Thus, total amount of profiteering in respect of all the units supplied by the Respondent during the period 27.07.2018 to 30.09.2018, at a price above the commensurate price, comes to Rs. 9,84,354/-. Therefore, the amount of profiteering by the Respondent on account of contravention of provisions of Section 171 of Central Goods and Services Tax Act, 2017 is Rs. 9,84,354/-. The place (State or Union Territory) of supply-wise break-up of the total profiteered amount of Rs. 9,84,354/- is furnished in table-A below:

Table-A

(Amount in Rs.)

S. No. State Closing
stock
Fresh stock Total profiteering
1 01-Jammu & Kashmir 954 2,194 3,148
2 02-Himachal Pradesh 1,844 4,110 5,955
3 03-Punjab 5,809 9,583 15,392
4 04-Chandigarh 3,278 2,574 5,853
5 05-Uttarakhand 3,477 5,957 9,434
6 06-Haryana 27,138 29,676 56,814
7 07-Delhi 61,103 41,314  1,02,418
8 08-Rajasthan 9,351 17,146 26,497
9 09-Uttar Pradesh 27,356 38,928 66,285
10 10-Bihar 4,880 8,018 12,898
11 11-Sikkim 100 97 197
12 12-Arunachal Pradesh 130 111 241
13 13-Nagaland 123 302 425
14 14-Manipur 375 588 963
15 15-Mizoram 254 65 319
16 16-Tripura 217 292 509
17 17-Meghalaya 449 699 1,148
18 18-Assam 4,125 6,132 10,257
19 19-West Bengal 25,789 23,706 49,495
20 20-Jharkhand 2,672 4,402 7,074
21 21-Odisha 4,459 8,519 12,979
22 22-Chhattisgarh 1,695 2,941 4,636
23 23-Madhya Pradesh 3,651 8,631 12,281
24 24-Gujarat 7,096 13,895 20,992
25 25-Daman & Diu 63 127 190
26 26-Dadra & Nagar Haveli 32 6 38
27 27-Maharashtra 77,429 44,880 1,22,309
28 29-Karnataka 97,782 49,208 1,46,991
29 30-Goa 2,065 5,084 7,149
30 31-Lakshdweep 334 334
31 32-Kerala 5,720 16,803 22,523
32 33-Tamil Nadu 1,16,585 60,227 1,76,812
33 34-Pondicherry 986 716 1,702
34 35-Andaman & Nicobar Islands 376 559 935
35 36-Telangana 32,780 26,944 59,724
36 37-Andhra Pradesh 7,063 12,378 19,441
5,37,208 4,47,146 9,84,354

4. The above Report dated 31.12.2020 was considered by this Authority in its meeting held on 05.01.2021. Accordingly a Notice dated 05.01.2021 (enclosing the DGAP’s Report dated 31.12.2020) was issued to the Respondent to explain why the above Report of the DGAP should not be accepted and his liability for profiteering should not be determined under Section 171 of the CGST Act, 2017.

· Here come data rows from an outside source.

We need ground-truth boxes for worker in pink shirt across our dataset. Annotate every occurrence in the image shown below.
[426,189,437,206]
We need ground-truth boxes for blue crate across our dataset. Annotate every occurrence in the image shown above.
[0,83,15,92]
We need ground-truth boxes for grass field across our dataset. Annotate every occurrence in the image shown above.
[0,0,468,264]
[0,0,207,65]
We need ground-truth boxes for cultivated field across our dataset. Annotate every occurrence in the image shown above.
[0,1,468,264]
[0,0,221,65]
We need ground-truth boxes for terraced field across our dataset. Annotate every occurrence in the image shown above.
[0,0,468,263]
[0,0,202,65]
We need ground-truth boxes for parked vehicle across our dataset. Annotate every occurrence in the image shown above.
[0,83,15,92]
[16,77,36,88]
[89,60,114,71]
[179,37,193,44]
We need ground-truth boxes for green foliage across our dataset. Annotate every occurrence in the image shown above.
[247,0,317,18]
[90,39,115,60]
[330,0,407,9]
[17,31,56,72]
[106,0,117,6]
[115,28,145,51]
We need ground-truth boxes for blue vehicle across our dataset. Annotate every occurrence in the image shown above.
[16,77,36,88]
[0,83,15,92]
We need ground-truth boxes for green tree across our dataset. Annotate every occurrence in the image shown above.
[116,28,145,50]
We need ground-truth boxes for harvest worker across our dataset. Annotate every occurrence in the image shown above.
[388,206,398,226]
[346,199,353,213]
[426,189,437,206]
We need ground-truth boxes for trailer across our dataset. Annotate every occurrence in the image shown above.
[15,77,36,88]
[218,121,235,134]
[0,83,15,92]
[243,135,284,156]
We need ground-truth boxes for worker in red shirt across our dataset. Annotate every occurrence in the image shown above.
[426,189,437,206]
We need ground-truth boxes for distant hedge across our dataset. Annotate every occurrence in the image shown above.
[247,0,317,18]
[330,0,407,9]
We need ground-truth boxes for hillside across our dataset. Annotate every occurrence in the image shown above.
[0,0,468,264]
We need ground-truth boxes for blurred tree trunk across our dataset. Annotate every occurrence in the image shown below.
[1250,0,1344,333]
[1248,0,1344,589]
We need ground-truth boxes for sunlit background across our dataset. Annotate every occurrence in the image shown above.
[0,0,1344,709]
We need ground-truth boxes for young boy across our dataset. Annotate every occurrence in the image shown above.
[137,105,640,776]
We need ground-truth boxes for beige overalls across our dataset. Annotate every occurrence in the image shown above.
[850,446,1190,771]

5. Therefore, the Respondent vide his submissions dated 01.03.2021, has furnished his reply to this Authority, wherein the Respondent has reiterated and re­asserted the grounds taken by him in his previous submissions dated 11.11.2019 as well as Rejoinder dated 03.03.2020 and submitted that:-

a. the benefit of total common credit reversed should be accorded to him.

i. The DGAP has worked out the benefit of common credit reversal by working out Commensurate Base Price: Pre-exemption Profit Margin + Post-exemption Purchase Price + Common Credit Reversal (0.99% of Post-exemption Purchase Price).

ii. The above said commensurate base price was then compared with the Actual Selling Price at invoice-level data in the outward supply data of the fresh stock. Line items where there was a positive difference was then considered for arriving at the alleged profiteering on new stock.

iii. Under the methodology adopted by DGAP, the cost of common credit reversal was notionally distributed across all individual supplies, including those where he (the Respondent) was already making a loss as per DGAP’s methodology. Since loss-making supplies were ignored by DGAP for arriving at profiteering, the benefit of common credit reversal which had notionally attributed to such supplies is in effect denied to him.

iv. The common credit was understood to be such credit which was not attributable exclusively to any particular supply and was instead common to the total supplies (turnover) made by the registration. If an assessee has an exempt turnover, reversal of common credit will arise for such assessee in the proportion of the said exempt turnover. Thus, there is a lumpsum reversal of common credit by an assessee in his monthly return in Form GSTR-3B against the total value of exempt supplies by him.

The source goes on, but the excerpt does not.